Hacker News new | past | comments | ask | show | jobs | submit login
Run SQL on MongoDB (citusdata.com)
103 points by ozgune on Oct 17, 2012 | hide | past | favorite | 34 comments

This abstraction will definitely leak (or performance will be horrible, pick your poison):

* A big benefit for SQL are transactions, I have a hard time seeing anything done efficiently with MongoDB.

* Additionally, joins cannot be consistent with the MongoDB model (shards, reading from secondaries, ...).

While this idea is charming, I don't see this reaching any serious production environment.

But it's cool, Citus implemented a somewhat working prototype which is useful for some use cases. Kudos ! :)

Hi there, we are mostly targeting analytic use-cases with this. SQL already has a lot of analytics functionality built into the language, so we thought it might be interesting to enable it.

* We find that in the context of analytics, transactions aren't as important (they are still relevant, but people are OK if results are a bit off).

* For the MongoDB sharding model, CitusDB already keeps similar metadata and moves around shards accordingly. By syncing MongoDB's config server metadata to the CitusDB master, we can ensure that shards are moved around properly. We can also run queries across shards using this metadata.

And thanks a bunch for the encouragement. As you noted, we think of this as addressing some interesting use-cases, and are looking to get the community's feedback.

Your idea is great, but you will end up with average Joe using it for other cases thus MongoDB will be nontransactional database engine with SQL interface and sharding feature, which will be much slower and will have less features than any other RDBMS with proper replication funcionality.

Why? If you want to run SQL queries (with joins, etc.), maybe you should run a traditional RDBMS.
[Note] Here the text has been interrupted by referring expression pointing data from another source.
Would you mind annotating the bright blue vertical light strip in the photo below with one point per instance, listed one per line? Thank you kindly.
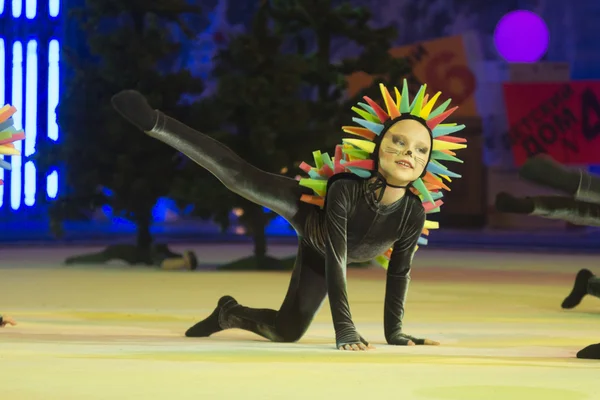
(17, 102)
(53, 93)
(31, 87)
(30, 8)
(54, 8)
(17, 8)
(2, 101)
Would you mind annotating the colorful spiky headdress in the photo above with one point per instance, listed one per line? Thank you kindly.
(8, 135)
(358, 155)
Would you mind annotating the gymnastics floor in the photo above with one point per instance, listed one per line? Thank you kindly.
(116, 332)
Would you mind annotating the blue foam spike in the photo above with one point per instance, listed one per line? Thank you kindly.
(440, 109)
(368, 108)
(327, 160)
(446, 130)
(436, 195)
(7, 124)
(372, 126)
(363, 173)
(314, 174)
(5, 165)
(437, 169)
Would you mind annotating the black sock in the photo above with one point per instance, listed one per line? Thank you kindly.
(210, 325)
(579, 289)
(505, 202)
(134, 107)
(592, 352)
(543, 170)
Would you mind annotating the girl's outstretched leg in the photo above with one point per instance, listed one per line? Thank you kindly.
(305, 295)
(278, 193)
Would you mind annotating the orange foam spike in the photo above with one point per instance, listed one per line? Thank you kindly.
(305, 167)
(451, 139)
(431, 206)
(435, 121)
(389, 102)
(337, 166)
(315, 200)
(326, 171)
(449, 152)
(6, 112)
(365, 164)
(362, 132)
(14, 138)
(378, 110)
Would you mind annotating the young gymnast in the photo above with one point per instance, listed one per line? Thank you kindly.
(368, 202)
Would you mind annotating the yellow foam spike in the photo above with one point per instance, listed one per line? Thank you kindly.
(318, 160)
(365, 145)
(398, 97)
(391, 107)
(442, 145)
(429, 106)
(366, 115)
(416, 111)
(432, 225)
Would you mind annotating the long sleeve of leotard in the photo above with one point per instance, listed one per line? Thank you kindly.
(337, 207)
(398, 279)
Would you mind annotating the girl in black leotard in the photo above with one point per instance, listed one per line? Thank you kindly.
(581, 206)
(368, 202)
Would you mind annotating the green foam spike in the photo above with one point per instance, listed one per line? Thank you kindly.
(417, 101)
(440, 109)
(363, 155)
(318, 159)
(314, 184)
(420, 186)
(439, 155)
(327, 159)
(440, 165)
(404, 105)
(383, 261)
(365, 115)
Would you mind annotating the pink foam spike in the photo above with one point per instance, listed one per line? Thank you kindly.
(14, 138)
(365, 164)
(339, 156)
(378, 110)
(305, 167)
(326, 171)
(435, 121)
(451, 139)
(432, 206)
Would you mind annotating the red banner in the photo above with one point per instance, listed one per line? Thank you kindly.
(559, 119)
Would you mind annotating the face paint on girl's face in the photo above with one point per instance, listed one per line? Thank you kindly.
(404, 151)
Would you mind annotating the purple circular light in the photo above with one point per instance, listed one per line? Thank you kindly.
(521, 37)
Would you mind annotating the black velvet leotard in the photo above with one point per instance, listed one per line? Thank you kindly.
(353, 226)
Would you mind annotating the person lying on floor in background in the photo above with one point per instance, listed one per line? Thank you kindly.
(580, 206)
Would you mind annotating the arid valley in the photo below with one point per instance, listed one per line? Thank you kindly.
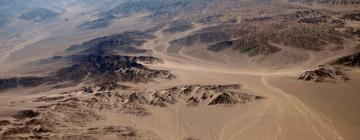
(180, 69)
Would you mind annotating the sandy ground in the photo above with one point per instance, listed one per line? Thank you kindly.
(292, 110)
(339, 102)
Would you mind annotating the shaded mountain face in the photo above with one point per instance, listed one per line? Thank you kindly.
(351, 60)
(99, 61)
(126, 42)
(39, 14)
(330, 2)
(95, 68)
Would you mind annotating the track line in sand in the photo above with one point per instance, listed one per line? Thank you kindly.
(321, 126)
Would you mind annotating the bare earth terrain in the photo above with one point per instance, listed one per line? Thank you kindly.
(181, 70)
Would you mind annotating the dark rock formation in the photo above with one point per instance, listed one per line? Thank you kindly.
(21, 82)
(39, 14)
(250, 45)
(211, 19)
(178, 26)
(125, 42)
(97, 68)
(323, 74)
(351, 60)
(352, 16)
(25, 114)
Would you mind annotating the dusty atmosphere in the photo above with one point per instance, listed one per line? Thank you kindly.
(180, 69)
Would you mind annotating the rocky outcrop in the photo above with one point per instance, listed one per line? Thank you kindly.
(352, 16)
(71, 115)
(39, 14)
(178, 26)
(350, 61)
(21, 82)
(325, 74)
(96, 68)
(126, 42)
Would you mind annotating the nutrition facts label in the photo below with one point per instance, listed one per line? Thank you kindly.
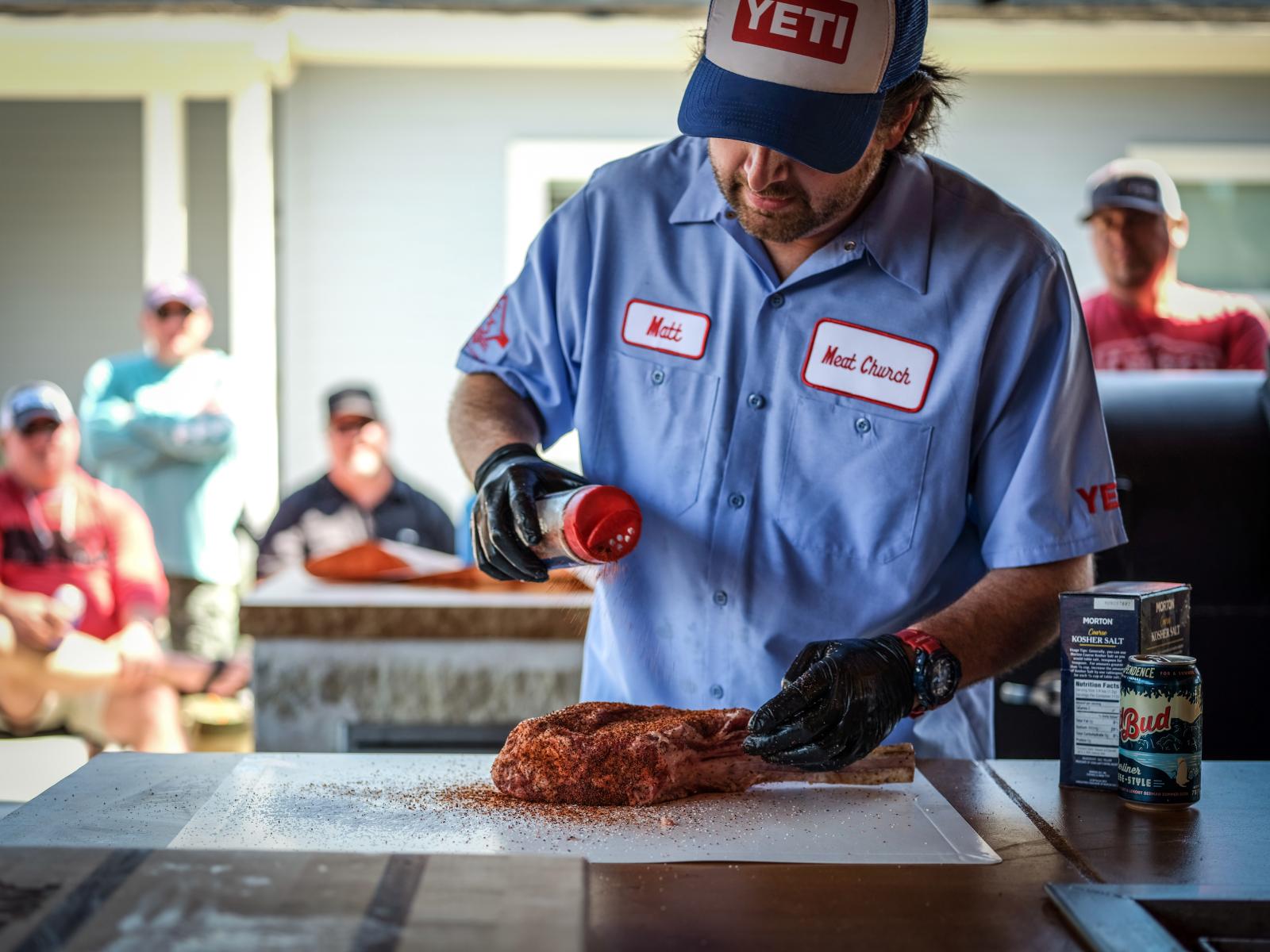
(1096, 717)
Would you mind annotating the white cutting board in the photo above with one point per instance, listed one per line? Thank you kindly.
(362, 803)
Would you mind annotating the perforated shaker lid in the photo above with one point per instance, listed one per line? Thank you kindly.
(602, 524)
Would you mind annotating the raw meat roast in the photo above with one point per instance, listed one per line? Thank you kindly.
(605, 754)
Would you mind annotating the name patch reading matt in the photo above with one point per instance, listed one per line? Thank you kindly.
(869, 365)
(667, 329)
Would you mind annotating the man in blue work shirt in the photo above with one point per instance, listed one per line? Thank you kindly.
(162, 425)
(849, 386)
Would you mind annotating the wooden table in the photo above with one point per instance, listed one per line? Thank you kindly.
(1043, 835)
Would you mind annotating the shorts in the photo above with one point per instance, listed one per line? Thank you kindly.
(82, 715)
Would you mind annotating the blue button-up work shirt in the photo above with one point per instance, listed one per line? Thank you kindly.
(791, 490)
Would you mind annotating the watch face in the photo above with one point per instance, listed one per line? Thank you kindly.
(943, 678)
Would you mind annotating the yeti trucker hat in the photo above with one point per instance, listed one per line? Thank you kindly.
(806, 79)
(1132, 183)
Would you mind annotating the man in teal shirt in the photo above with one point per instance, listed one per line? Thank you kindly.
(160, 425)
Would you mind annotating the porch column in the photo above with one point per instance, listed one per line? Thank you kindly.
(253, 291)
(165, 228)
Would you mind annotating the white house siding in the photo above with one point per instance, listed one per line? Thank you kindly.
(393, 209)
(70, 236)
(71, 232)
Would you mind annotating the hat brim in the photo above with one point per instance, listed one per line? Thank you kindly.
(365, 409)
(827, 131)
(1142, 205)
(25, 418)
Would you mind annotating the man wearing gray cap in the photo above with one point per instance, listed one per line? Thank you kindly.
(1147, 319)
(160, 425)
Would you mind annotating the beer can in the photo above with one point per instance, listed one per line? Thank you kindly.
(1161, 731)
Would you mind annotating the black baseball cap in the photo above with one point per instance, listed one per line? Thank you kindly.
(37, 400)
(1132, 183)
(353, 401)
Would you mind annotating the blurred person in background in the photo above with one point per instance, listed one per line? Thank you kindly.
(1147, 319)
(160, 425)
(80, 590)
(359, 499)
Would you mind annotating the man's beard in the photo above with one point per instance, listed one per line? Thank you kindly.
(800, 219)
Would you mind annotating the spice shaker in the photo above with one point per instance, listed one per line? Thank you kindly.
(587, 526)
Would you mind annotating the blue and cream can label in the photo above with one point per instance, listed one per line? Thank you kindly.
(1161, 731)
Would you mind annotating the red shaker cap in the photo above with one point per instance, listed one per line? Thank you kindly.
(602, 524)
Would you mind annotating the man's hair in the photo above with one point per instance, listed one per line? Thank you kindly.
(931, 86)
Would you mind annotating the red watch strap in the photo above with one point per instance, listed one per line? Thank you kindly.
(918, 641)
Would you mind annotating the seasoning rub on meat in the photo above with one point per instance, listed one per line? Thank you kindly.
(607, 754)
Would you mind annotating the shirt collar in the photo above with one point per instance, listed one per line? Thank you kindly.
(895, 228)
Is there some sort of advantage to this that I'm missing? It just seems like reinventing the wheel.

I have to wonder if this is a full-circle hack to deal with a poor architecture decision in committing to MongoDB.
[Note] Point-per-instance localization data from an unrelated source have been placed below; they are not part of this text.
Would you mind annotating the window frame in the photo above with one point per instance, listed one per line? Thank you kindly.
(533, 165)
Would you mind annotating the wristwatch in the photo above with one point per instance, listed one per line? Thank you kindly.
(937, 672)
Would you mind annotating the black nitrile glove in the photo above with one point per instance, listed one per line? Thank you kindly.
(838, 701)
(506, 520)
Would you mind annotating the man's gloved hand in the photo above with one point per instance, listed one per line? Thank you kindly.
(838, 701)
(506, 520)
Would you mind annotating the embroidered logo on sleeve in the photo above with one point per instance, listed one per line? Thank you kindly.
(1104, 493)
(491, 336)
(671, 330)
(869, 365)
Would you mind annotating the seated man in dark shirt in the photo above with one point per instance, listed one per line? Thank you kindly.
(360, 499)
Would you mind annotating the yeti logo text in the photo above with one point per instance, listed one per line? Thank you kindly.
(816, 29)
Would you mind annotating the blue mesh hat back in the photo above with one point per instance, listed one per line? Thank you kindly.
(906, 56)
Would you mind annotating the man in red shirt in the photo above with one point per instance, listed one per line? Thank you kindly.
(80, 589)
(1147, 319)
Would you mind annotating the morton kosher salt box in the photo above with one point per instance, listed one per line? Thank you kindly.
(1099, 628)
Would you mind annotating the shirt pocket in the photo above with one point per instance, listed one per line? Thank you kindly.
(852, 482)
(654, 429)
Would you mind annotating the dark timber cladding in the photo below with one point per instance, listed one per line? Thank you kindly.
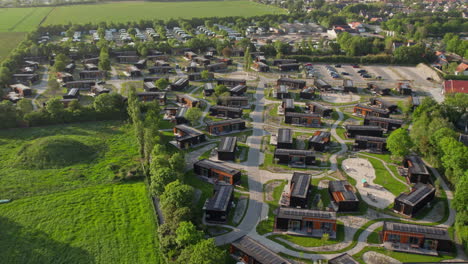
(376, 144)
(343, 196)
(388, 124)
(343, 259)
(231, 82)
(417, 170)
(227, 148)
(418, 236)
(226, 111)
(292, 83)
(354, 130)
(365, 110)
(319, 109)
(285, 138)
(251, 251)
(217, 207)
(225, 126)
(299, 190)
(216, 171)
(410, 203)
(294, 157)
(319, 140)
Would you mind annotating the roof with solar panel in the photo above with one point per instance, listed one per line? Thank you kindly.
(420, 192)
(300, 184)
(433, 232)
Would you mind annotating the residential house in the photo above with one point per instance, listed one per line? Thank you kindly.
(320, 109)
(410, 203)
(248, 250)
(225, 126)
(217, 171)
(417, 239)
(302, 119)
(285, 139)
(343, 196)
(217, 207)
(319, 140)
(389, 124)
(305, 222)
(416, 170)
(226, 111)
(364, 110)
(294, 157)
(186, 136)
(355, 130)
(374, 144)
(227, 148)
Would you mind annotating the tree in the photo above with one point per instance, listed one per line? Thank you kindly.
(193, 114)
(220, 89)
(399, 142)
(160, 178)
(162, 83)
(204, 252)
(187, 234)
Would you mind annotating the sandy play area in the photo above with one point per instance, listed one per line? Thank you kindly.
(373, 194)
(339, 98)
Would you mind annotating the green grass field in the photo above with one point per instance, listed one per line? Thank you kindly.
(22, 19)
(131, 11)
(110, 223)
(9, 41)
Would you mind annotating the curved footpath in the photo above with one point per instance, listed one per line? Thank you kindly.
(258, 210)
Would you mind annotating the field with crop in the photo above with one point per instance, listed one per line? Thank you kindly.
(134, 11)
(70, 204)
(22, 19)
(9, 41)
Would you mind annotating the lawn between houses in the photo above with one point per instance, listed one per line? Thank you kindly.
(76, 209)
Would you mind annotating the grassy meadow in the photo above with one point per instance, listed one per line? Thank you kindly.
(68, 206)
(9, 41)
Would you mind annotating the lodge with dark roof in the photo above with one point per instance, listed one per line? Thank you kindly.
(320, 109)
(227, 148)
(418, 239)
(319, 140)
(247, 250)
(410, 203)
(294, 157)
(217, 207)
(374, 144)
(354, 130)
(302, 119)
(217, 171)
(305, 222)
(364, 110)
(389, 124)
(186, 136)
(285, 138)
(343, 196)
(291, 83)
(225, 126)
(416, 170)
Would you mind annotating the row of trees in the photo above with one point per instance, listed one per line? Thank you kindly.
(434, 135)
(180, 240)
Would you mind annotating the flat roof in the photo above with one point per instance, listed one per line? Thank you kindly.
(433, 232)
(300, 213)
(300, 184)
(220, 200)
(209, 164)
(227, 144)
(258, 251)
(420, 192)
(285, 135)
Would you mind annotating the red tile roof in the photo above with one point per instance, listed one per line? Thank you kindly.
(453, 86)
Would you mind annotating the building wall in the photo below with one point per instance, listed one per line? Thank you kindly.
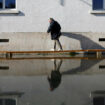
(73, 15)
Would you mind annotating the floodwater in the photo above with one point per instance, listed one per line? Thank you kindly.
(52, 82)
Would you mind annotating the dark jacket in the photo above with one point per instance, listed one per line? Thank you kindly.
(54, 29)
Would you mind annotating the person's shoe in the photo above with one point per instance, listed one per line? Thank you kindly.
(52, 50)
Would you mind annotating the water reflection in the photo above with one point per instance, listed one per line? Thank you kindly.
(55, 78)
(73, 80)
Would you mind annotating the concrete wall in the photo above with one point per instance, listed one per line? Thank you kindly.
(73, 15)
(42, 41)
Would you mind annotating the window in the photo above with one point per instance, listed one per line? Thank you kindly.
(7, 4)
(7, 102)
(98, 5)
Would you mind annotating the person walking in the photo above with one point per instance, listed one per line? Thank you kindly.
(55, 30)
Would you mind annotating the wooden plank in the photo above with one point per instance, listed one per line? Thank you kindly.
(64, 51)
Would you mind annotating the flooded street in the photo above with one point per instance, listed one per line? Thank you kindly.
(52, 82)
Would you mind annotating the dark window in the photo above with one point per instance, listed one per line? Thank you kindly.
(98, 4)
(10, 4)
(1, 4)
(7, 102)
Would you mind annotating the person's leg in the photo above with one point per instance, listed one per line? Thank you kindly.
(55, 45)
(59, 44)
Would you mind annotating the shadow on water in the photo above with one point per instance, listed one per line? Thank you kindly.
(11, 14)
(84, 66)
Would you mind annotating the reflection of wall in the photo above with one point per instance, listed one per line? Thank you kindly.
(34, 67)
(74, 89)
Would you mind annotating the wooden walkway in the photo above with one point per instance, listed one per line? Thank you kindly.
(9, 54)
(64, 51)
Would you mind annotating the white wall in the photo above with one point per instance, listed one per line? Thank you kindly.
(73, 15)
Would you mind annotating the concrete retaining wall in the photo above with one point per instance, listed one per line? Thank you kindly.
(73, 16)
(42, 41)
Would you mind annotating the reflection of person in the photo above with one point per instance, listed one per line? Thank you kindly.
(55, 78)
(55, 30)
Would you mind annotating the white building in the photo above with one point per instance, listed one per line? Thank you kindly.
(29, 21)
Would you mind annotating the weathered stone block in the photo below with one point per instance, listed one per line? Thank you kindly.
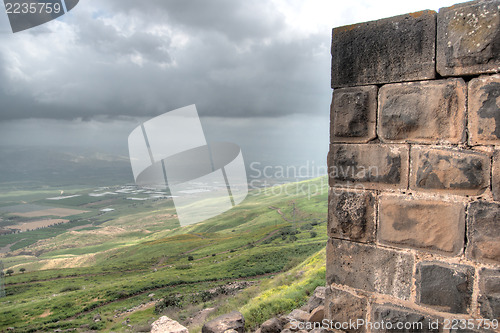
(430, 225)
(484, 110)
(489, 293)
(352, 215)
(354, 114)
(343, 307)
(369, 268)
(468, 38)
(483, 231)
(368, 166)
(495, 176)
(446, 288)
(454, 171)
(392, 316)
(423, 112)
(396, 49)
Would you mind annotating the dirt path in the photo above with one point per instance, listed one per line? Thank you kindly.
(6, 249)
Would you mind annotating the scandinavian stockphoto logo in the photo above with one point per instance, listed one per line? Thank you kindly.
(26, 14)
(171, 152)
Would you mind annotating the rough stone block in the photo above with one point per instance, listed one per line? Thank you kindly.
(429, 225)
(484, 110)
(446, 288)
(343, 307)
(354, 114)
(352, 215)
(368, 166)
(483, 231)
(393, 316)
(489, 293)
(454, 171)
(468, 38)
(423, 112)
(495, 176)
(369, 268)
(396, 49)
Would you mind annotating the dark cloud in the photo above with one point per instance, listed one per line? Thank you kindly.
(141, 59)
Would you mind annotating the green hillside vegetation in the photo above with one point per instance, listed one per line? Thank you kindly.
(106, 264)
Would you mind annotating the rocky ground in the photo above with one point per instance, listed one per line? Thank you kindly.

Maybe they want to recycle complex analytic queries and visualization tools for rdbms-databases, while still enjoying the advantages of mongodb. They mention this in the first paragraph.

"This way, you can run complex analytic queries, join different collections, and benefit from SQL data visualization tools."

"In the following, we show a rather simple query, but complex queries that involve sub-selects, SQL window functions, and collection joins are also possible. In fact, you can even join a MongoDB collection with a PostgreSQL table."

"And the really exciting part for us is that CitusDB can easily enable analytic queries for sharded MongoDB installations, as it is built on PostgreSQL and can already distribute SQL queries."

This company builds CitusDB, "a distributed database that lets you run SQL queries over very large data sets. Designed for analytical queries, CitusDB enables real-time responsiveness." This apparently allows their software to work with MongoDB.

Why not? It may be useful to people who already have their data in MongoDB and don't want to migrate their data to an RDBMS.

Migrating data can be automatic: https://github.com/crowdtap/promiscuous/

We use this tool to replicate data across our main MongoDB database, and a PostgreSQL one (eventually consistent).

We haven't wrote a comprehensive readme yet. The only documentation we have so far are slides: http://viennot.biz/promiscuous

Stay tuned :)

Those slides gave me a headache, so I'll just point out for the benefit of everyone that there is a README, and that it's some form of replication via AMQP queues.

Thanks for the tip on AMQP.

You can potentially use existing tooling that expects a RDBMS against a mongo database.

Hypothesis: RDBMS are better document-oriented databases than document-oriented databases.

Define 'better'

Faster, less resource-intensive, more durable, fewer application errors, lower TCO, etc. etc. ...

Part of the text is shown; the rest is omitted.